Diejenigen, die schon einmal Accessories programmiert haben, mussten sich, sobald diese etwas komplexer wurden, bestimmt schon einmal mit dem Problem herumschlagen, daß man die GEMDOS-Funktion MALLOC zur Speicherreservierung nicht so einfach anwenden kann wie in ‘normalen’ Programmen.
Man muß nämlich beachten, daß beim Beenden eines Hauptprogramms automatisch auch alle mit MALLOC reservierten Speicherbereiche des Accessories freigegeben werden, wenn diese während der Laufzeit des Hauptprogramms reserviert wurden. Daraus folgt, daß spätestens beim Eintreffen der AC_CLOSE-Message alle reservierten Speicherbereiche wieder zurückgegeben werden müssen. Wenn man nun aber z.B. eine Adreßverwaltung als Accessory schreiben wollte, hieße das, daß deren Funktion stark eingeschränkt würde, da die Adressen bei jedem Programmende wieder gelöscht werden müßten. Und nicht nur dann: Die AC_CLOSE-Message wird nicht nur beim Beenden eines Programms gesendet, sondern auch beim Starten eines solchen. Da ich keinen Weg kenne, festzustellen, ob nun ein Programm wirklich beendet wurde, muß man zwangsläufig auch beim Starten eines Programms den Speicher freigeben, obwohl das eigentlich gar nicht nötig wäre.
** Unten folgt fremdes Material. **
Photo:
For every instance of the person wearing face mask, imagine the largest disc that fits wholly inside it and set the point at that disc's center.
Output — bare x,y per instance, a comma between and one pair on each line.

Das Ganze ist also wirklich nicht sehr befriedigend. Man fragt sich, ob es da nicht irgendeine Möglichkeit gibt, das Freigeben der Speicherbereiche zu verhindern. Dazu muß man sich erst einmal im klaren sein, warum es überhaupt zur Freigabe kommt, was das Betriebssystem also macht. Die Wurzel allen Übels ist, daß Accessories zwar eigene AES-Applikationen sind, aber leider unter GEMDOS keine eigenen Prozesse. Sie haben deshalb zum Beispiel auch keine vollständig gefüllte Basepage (die man aber trotzdem verwenden kann, s.u.). Das Accessory ist für GEMDOS also der gleiche Prozeß wie das gerade aktive Hauptprogramm. Nun ist es so, daß GEMDOS intern bei jedem allokierten Speicherbereich vermerkt, zu welchem Prozeß er gehört, indem er einen Zeiger auf dessen PD (Basepage) abspeichert. Beim Ende des Hauptprogramms durch Pterm/Pterm() werden nun seinerseits alle Speicherbereiche freigegeben, die diesem PD zugeordnet sind. (Für genauere Informationen verweise ich auf [1].) Dies ist im allgemeinen ja auch ganz sinnvoll. da bei normalen Programmen nach dem Ende der Speicher ja auch nicht mehr benötigt wird. Für residente Treiber usw. steht dann ja auch Ptermres zur Verfügung, wo kein Speicher freigegeben wird. Durch den ‘Designfehler’ im TOS werden nun aber auch die Speicherbereiche der Accessories freigegeben, und das ist ja gerade unser Problem. Wie kann man es lösen oder umgehen? Dazu muß man wissen, daß es eine GEMDOS-Variable namens act_pd gibt, die immer die Adresse des PD des gerade aktiven Prozesses enthält (sprich einen Zeiger auf die Basepage des Hauptprogrammes). Wenn per Pexec ein Programm gestartet wird, zeigt act_pd danach auf dieses Programm, nach Programmende wieder auf den ‘Elternprozeß’. Bei MALLOC und Pterm wird nun act_pd benutzt, um die Zugehörigkeit der Speicherblöcke festzustellen. Haben Sie schon einen Lösungsvorschlag? Sehr gut!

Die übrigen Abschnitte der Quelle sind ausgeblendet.